Fenómeno semelhante se observa nos nossos dias, nessa arte «pura» que acusa como estranho à arte qualquer conteúdo não estético. Afastado o propósito de exprimir através da arte um conteúdo, esses artistas de hoje (na poesia, na música, na pintura, na escultura, até já na arquitectura, onde a renovação técnica tem entravado o formalismo) lançam-se também em puras especulações formais, transformando, tal como os arquitectos do barroco, as «explorações» no domínio da forma no problema central da arte. E, como os meios de expressão não podem ter um progresso substancial senão quando uma nova riqueza desses meios é exigida pela riqueza de novo conteúdo a exprimir, o vazio de conteúdo desta arte formalista contemporânea (tal como no exemplo apontado do barroco) paralisa na verdade os progressos formais e conduz as explorações no domínio da forma a simples artifícios e malabarismos. Daí serem tão reduzidas as conquistas formais da arte da decadência, apesar de todo o seu esforço se concentrar na forma. Tem hoje e teve sempre significantes resultados a busca de formas novas quando corresponde a uma mudança progressiva do conteúdo a exprimir. A luta por uma linguagem nova, por uma forma nova, só é criadora na medida em que seja uma luta pela obtenção duma forma capaz de exprimir com clareza um novo conteúdo.
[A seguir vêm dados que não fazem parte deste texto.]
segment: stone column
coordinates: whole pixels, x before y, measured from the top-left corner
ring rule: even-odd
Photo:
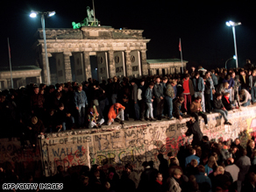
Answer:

É certo que o formalismo na arte contemporânea (ainda à semelhança do barroco) apareceu como reacção contra o medíocre e morno academismo, igualmente formalista porque fizera de regras da forma o fim em si, igualmente decadente porque nada pretendia dizer, igualmente paralisante porque, não sendo animado por um ideal, empobrecia mais e mais os processos expressivos. A reacção formalista e «iconoclasta» contra o academismo justamente chamado bota de elástico foi como que a expiação dos pecados do naturalismo trivial e impotente, que julgara ser fiel à vida através da reprodução, com técnica cada vez mais medíocre, de situações, emoções e figuras não-típicas. Essa reacção foi salutar, na medida em que reduziu às suas insignificantes proporções o degradante academismo vigente e criou (porque também criou) novos meios expressivos.
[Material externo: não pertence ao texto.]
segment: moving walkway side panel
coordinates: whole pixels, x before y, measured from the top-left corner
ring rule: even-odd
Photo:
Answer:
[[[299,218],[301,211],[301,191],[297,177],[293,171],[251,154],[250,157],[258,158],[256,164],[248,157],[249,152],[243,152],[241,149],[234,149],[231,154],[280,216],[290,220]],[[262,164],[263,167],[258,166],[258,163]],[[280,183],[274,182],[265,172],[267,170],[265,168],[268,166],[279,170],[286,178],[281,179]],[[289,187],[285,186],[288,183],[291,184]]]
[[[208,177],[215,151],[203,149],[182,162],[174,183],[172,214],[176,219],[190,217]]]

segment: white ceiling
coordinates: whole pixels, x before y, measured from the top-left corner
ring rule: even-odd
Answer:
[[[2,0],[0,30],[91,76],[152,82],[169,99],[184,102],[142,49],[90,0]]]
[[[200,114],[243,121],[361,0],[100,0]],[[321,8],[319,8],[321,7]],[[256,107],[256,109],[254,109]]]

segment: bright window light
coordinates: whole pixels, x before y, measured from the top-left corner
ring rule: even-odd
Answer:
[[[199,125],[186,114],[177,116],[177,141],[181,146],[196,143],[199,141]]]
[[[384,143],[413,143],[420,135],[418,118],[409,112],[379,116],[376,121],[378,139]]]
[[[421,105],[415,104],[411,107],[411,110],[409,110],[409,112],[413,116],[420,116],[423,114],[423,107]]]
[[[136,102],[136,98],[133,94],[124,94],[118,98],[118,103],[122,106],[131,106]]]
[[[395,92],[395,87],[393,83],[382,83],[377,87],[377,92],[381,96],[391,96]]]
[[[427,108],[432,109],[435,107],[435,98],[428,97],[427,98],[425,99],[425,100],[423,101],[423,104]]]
Entretanto, no formalismo de hoje, como no exemplo do barroco, como em muitas outras reacções formalistas do passado, essa reacção e mesmo os poucos novos meios expressivos obtidos não são o bastante para fazer dele uma corrente progressiva na arte. Para isso seria necessário que a renovação formal se apoiasse numa renovação de conteúdo, que só poderia ser o correspondente às aspirações dos estratos ascendentes. Como isso não sucedeu, a reacção formalista, no seu profundo significado, em vez de uma interrupção da decadência da arte contemporânea, conforme ela própria pretendia, representou mais um passo nessa decadência.
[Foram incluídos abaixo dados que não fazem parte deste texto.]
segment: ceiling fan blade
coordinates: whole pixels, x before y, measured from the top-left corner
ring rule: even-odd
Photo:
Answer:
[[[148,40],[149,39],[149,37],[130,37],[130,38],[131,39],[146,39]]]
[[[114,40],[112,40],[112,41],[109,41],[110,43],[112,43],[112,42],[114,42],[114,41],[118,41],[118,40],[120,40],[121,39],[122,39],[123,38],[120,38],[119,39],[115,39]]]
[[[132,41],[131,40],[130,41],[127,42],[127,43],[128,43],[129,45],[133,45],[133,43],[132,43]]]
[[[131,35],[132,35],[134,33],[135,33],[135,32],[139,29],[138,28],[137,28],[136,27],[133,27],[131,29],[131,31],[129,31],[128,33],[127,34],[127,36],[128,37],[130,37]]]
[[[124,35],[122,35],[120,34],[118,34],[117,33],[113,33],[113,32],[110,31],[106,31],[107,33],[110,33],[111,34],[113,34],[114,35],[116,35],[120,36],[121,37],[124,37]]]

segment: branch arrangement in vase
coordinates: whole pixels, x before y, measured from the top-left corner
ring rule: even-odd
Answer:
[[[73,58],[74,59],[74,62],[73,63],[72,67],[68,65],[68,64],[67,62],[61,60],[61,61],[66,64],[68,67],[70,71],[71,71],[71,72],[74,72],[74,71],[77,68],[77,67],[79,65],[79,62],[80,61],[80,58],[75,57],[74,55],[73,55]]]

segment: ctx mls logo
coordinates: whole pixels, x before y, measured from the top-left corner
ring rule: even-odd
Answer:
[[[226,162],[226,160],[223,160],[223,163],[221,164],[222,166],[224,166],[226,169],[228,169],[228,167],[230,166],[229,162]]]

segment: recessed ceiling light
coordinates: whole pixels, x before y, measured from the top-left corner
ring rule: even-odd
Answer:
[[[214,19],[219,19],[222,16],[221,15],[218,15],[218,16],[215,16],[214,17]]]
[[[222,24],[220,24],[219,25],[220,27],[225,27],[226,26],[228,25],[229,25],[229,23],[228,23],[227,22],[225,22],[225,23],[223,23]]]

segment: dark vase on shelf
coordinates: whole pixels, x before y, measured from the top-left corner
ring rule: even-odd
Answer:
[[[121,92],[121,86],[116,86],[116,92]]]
Atente-se na característica destrutiva essencial presente em toda a evolução do formalismo: cada conquista formal não se junta às anteriores para fornecerem em conjunto aos artistas mais poderosos meios expressivos, antes, cheia de orgulho e desmedida pretensão, as nega e renega. A evolução do formalismo tem sido a história das sucessivas expulsões, como indignos e impróprios da arte, de todos os recursos formais que não sejam a última moda. É norma da arte da decadência e atestado insofismável do seu carácter destrutivo, o abandono sistemático das conquistas do passado, remoto ou recente, a pretexto do amor pela novidade. O formalismo conduz assim, não só ao raquitismo ou amputação do conteúdo, como às sucessivas restrições, até à indigência, da forma.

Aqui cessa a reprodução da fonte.